Excelencia in Education received 166 program nominations from 32 states, District of Columbia and Puerto Rico. Sixteen programs were selected as Examples of Excelencia finalists because of their efforts to accelerate Latino student success in higher education. The AIMS2 (Attract, Inspire, Mentor, and Support Students) program was one of four finalists selected from each category: associate, baccalaureate, graduate and community-based organization.
The 2019 Examples of Excelencia were announced today at the annual Celebración de Excelencia in the Mayflower Hotel in Washington, D.C. The recognition comes with a cash award of $5,000.
“We are deeply humbled by the recognition from Excelencia and grateful for the support from the United States Department of Education which has made this program possible,” said Ramesh.
On Oct. 25, AIMS2 will be featured, along with the other Examples of Excelencia, during a panel discussion and presentations at the Accelerating Latino Student Success Institute. Leaders from institutions around the country will convene to discuss best practices to serve Hispanic/Latino students and underrepresented minorities in higher education.

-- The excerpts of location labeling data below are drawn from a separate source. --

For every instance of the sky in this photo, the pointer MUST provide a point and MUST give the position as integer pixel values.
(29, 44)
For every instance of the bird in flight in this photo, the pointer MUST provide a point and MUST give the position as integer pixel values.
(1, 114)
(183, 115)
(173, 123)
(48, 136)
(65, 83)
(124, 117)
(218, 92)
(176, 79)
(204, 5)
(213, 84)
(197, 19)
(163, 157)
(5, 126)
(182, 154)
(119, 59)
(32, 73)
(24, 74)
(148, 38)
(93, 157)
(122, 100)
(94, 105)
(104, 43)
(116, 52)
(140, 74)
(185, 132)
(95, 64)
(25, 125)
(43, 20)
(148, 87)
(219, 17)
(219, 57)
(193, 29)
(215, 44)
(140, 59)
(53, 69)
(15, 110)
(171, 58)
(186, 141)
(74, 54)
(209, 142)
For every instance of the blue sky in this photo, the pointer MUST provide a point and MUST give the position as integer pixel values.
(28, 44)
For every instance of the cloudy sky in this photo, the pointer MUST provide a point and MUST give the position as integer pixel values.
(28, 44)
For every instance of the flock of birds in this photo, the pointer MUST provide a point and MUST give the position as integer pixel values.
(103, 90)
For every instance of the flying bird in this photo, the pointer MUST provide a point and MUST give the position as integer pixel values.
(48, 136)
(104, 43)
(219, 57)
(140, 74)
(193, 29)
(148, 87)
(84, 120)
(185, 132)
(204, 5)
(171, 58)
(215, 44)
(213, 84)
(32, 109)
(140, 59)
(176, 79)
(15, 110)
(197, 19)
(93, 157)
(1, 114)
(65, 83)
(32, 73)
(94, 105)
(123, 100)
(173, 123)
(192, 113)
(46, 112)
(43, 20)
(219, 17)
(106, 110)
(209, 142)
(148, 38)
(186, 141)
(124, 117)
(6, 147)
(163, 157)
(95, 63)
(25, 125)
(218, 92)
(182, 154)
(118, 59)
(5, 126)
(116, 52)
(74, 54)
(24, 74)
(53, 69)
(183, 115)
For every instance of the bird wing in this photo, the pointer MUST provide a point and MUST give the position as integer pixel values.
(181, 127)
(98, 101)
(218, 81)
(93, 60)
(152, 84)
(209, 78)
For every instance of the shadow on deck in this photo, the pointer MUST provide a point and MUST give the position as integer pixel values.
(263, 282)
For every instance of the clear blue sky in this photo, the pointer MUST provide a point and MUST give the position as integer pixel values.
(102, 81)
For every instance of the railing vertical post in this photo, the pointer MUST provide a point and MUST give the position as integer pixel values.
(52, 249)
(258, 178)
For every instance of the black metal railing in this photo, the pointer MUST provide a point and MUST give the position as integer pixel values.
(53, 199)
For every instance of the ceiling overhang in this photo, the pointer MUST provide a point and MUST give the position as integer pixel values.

The program is a testament to the power of collaboration and the cohort model, Ramesh said, adding that the cohort becomes an extended family, and as all families do, sustain and support students academically and socially.
“AIMS2 is all about community – it is a community of faculty, staff, and students,” said Ramesh. “It is focused on one thing and one thing only, which is how can we help our students be successful.”
Since its inception, AIMS2 has served over 500 students in the College of Engineering and Computer Science, closing the achievement gap, improving transfer success and increasing overall graduation rates for Hispanic and low-income students. Students in the cohort are supported with bi-annual stipends and have access to special mentoring and advisement by faculty, tutoring and peer mentoring, field trips and opportunities to take part in paid undergraduate research internships.
In 2018, AIMS2 was recognized as an Examples of Excelencia finalist in the baccalaureate program category. It was shortlisted as one of the 10 programs worldwide for the Global Engineering Deans Council Diversity award. Previously it was named as a 2015 Bright Spot by the White House Initiative on Educational Excellence for Hispanics and received an Honorable Mention award from Excelencia in 2014.